Deferoxamine improves early postresuscitation reperfusion after prolonged cardiac arrest in rats

The no-reflow phenomenon and delayed hypoperfusion after transient cardiac arrest (CA) impede postischemic recovery. Activation of lipid peroxidation (LPO) after ischemia and reperfusion is considered one of the mechanisms responsible for such abnormalities. The present study investigates the influence of iron-dependent LPO inhibitor deferoxamine (DFO) on the cerebral perfusion after prolonged CA and resuscitation. Fourteen male Sprague-Dawley rats were subjected to 17 minutes of CA, induced by esmolol (an ultrashort-acting beta-blocker) and apnea, followed by resuscitation by retrograde intraaortic infusion of oxygenated donor blood mixed with a resuscitation cocktail inside a vertical-bore 9.4-T magnetic resonance imaging (MRI) magnet. Animals were randomized double-blindly into two groups to receive DFO or saline, respectively. Cerebral perfusion was measured by MRI continuously using the arterial spin-labeling method before, during, and after CA. All animals were successfully resuscitated in 1.36 +/- 0.04 minutes with well-controlled arrest time (17.99 +/- 0.03 minutes) in both groups. Deferoxamine significantly increased cerebral perfusion in hippocampus, thalamus, hypothalamus, and amygdala, but not in cortex, during the first 20 minutes of reperfusion.

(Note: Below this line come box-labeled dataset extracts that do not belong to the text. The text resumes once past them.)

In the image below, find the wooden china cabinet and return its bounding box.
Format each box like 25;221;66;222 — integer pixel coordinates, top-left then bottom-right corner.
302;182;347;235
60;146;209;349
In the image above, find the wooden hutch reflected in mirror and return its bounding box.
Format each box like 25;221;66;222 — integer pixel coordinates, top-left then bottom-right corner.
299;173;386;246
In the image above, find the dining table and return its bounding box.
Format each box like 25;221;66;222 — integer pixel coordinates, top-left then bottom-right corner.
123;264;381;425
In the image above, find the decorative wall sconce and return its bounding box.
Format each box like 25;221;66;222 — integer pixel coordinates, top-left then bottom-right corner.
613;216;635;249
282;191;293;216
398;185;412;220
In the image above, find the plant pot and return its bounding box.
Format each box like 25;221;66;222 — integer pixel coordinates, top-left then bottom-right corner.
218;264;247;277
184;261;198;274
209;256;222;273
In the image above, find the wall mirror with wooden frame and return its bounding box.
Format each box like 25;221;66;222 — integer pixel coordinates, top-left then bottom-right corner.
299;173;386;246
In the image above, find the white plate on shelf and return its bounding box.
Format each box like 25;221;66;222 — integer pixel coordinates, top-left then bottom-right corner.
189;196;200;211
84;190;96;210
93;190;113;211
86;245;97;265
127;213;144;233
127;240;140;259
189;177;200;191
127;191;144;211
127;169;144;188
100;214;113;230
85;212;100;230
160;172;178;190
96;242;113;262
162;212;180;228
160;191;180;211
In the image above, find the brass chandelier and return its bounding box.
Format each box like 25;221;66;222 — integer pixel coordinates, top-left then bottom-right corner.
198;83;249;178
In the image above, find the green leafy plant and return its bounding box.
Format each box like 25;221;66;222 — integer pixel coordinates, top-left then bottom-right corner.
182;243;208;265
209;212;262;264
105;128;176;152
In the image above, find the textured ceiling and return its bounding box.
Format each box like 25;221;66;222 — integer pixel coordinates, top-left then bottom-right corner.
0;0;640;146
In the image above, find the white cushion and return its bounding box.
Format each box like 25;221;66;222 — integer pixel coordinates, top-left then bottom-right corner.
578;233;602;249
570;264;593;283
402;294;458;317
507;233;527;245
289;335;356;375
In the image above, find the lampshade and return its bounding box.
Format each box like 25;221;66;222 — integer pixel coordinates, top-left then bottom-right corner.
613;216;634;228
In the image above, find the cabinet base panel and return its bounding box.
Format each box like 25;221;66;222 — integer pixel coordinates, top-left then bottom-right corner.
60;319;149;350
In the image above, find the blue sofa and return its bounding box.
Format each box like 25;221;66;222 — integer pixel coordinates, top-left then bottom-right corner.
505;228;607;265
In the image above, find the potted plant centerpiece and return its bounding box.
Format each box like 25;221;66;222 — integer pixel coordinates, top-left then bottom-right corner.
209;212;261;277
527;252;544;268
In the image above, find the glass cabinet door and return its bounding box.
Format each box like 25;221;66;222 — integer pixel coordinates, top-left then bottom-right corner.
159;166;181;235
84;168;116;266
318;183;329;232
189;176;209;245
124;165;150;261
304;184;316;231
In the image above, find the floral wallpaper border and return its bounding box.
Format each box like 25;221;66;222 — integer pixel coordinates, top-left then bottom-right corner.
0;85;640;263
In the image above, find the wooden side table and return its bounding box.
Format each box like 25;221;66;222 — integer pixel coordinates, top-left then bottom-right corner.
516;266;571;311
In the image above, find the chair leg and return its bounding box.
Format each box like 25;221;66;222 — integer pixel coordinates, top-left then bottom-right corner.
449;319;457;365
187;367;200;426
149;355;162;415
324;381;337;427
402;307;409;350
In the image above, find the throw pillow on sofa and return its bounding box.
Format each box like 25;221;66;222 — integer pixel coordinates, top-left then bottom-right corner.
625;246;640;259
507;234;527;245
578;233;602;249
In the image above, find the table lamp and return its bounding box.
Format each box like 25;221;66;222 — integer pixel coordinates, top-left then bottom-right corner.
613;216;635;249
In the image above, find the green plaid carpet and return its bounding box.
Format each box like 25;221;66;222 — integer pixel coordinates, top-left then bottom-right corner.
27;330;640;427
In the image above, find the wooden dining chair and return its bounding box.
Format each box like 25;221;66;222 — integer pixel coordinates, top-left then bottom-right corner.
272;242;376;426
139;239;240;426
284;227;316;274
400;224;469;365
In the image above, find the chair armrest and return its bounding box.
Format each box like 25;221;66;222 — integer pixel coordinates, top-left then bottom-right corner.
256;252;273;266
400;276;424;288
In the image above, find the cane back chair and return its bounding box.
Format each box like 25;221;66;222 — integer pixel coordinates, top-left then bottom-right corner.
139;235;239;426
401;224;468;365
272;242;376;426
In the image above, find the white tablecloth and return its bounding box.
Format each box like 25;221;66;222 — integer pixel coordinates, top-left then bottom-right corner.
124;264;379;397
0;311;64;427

In the DFO-treated group, the neurologic deficit score was significantly better (400 +/- 30 vs. 250 +/- 47, out of 500 as the best, P < 0.05) and weight loss was significantly less (33 +/- 6 vs. 71 +/- 19 g, P < 0.05) 5 d after arrest. The finding supports the notion that early reperfusion immediately after resuscitation is important for long-term outcome and that LPO may be involved in microvascular disorders during the reperfusion, particularly in the brain after prolonged cardiac arrest and resuscitation.